There’s an excavator parked on top of Wayne Kentener’s old bedroom, most of his stuff lost among the rubble.

The bricks that housed him and hallways he walked through for 25 years came crashing to the ground as the Empire Hotel was demolished Saturday morning. And while some people called it an eyesore, he and many others called it home.

“It was a great place to live,” Kentener said squinting through the dust as he stared at a pile that was once his room, a big one on the third floor. “Lots of experiences there, lots of fun. It’s too bad it had to go and they couldn’t have fixed it.”

The place had a rough reputation over the years and while most of Kentener’s fondest memories of hotel aren’t fit for print he said with a grin, it was also a place where everyone knew everyone and looked after each other.

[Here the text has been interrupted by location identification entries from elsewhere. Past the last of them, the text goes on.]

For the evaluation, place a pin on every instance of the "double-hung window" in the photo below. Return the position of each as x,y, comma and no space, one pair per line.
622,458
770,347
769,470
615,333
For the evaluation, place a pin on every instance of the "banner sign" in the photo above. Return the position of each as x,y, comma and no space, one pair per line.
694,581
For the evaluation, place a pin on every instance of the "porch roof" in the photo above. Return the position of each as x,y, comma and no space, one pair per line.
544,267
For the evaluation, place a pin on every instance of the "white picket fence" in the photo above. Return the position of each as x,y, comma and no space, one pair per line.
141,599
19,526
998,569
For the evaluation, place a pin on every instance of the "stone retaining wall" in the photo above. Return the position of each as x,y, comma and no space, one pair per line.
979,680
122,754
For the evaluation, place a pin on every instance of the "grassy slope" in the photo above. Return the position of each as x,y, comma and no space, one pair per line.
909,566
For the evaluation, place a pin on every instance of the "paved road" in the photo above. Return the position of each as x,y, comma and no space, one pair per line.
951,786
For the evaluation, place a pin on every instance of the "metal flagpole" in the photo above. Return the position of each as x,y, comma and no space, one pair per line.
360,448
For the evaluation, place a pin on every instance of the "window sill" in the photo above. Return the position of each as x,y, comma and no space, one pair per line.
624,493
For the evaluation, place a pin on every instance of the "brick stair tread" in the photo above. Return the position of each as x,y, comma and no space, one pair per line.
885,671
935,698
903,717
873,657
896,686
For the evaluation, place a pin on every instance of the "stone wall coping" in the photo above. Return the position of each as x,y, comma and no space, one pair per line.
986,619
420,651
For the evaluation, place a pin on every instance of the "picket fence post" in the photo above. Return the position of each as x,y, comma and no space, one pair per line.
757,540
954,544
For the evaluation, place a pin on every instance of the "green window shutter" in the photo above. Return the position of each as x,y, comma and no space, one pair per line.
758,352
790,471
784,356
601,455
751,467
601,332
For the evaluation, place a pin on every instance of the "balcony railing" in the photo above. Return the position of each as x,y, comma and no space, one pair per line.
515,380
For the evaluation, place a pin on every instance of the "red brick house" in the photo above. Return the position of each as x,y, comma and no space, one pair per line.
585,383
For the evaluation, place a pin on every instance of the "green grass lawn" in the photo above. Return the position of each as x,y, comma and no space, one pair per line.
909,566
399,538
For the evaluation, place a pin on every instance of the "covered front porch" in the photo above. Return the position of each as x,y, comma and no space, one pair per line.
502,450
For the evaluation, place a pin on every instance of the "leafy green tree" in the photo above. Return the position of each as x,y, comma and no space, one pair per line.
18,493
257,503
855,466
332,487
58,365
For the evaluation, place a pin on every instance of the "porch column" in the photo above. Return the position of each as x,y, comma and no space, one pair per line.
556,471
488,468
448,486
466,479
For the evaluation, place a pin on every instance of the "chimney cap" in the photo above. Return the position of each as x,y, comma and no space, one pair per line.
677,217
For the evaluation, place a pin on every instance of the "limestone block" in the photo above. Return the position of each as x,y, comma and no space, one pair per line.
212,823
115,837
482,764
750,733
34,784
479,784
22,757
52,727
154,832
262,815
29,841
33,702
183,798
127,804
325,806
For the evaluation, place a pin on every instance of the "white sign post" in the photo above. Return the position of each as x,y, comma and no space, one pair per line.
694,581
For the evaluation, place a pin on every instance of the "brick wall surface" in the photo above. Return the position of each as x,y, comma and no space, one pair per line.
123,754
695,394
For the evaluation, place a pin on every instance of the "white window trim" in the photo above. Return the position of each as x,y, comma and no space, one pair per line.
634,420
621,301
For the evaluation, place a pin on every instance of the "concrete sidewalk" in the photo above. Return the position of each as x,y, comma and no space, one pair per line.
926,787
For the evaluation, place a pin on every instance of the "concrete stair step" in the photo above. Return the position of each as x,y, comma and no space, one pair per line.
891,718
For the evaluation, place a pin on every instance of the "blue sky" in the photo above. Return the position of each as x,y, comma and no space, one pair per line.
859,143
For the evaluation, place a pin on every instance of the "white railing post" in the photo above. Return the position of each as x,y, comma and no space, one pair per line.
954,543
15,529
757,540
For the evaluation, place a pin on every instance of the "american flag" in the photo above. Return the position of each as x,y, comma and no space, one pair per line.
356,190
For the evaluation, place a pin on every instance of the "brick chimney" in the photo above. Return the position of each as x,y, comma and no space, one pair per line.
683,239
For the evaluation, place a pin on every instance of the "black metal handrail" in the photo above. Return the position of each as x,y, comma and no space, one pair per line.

From turkey dinners at Christmas to a sympathetic ear from the bar staff, he considered the people there family.

“If you were short of money they’d help you out, it was just like a family type thing a big giant family,” he said. “It’s kinda late now, it’s just gone. It’s rubble now.”

He met some of that family Saturday morning for coffee to hang out and reminisce about the place, remembering what it was and what it meant to them. But Kentener was the only one who could bear to come to 140 Simpson St. and watch it go.

“I wasn’t going to come back either but it’s the last time I’ll see it so I might as well take one more look before it’s gone completely,” he said.

Fire code violations shut the building down years ago, putting about 30 people out on the street Kentener said. And before they could go back and get their things, including computers, clothing and televisions, someone broke in through a hatch on the roof that leaked water into the building.

Some people stayed at shelters, Kentener crashed on couches when he could.

“Everyone just kind of scattered,” he said. “We had days to get out of there.”

“We just up and left everything.”

While his home and belongings may be gone, Kentener said he’ll have great memories about the Empire Hotel for the rest of his life. 

According to the Thunder Bay Museum the Empire Hotel was built in 1904 and originally owned by MacKenzie and Meagher. An ad from the time boasted of a well-stocked bar, billiards and a large lobby with attractive furnishings. Rooms rates were between $2 and $3.50 per day.

The city issued an emergency order Thursday to demolish the abandoned hotel after part of it collapsed earlier this week.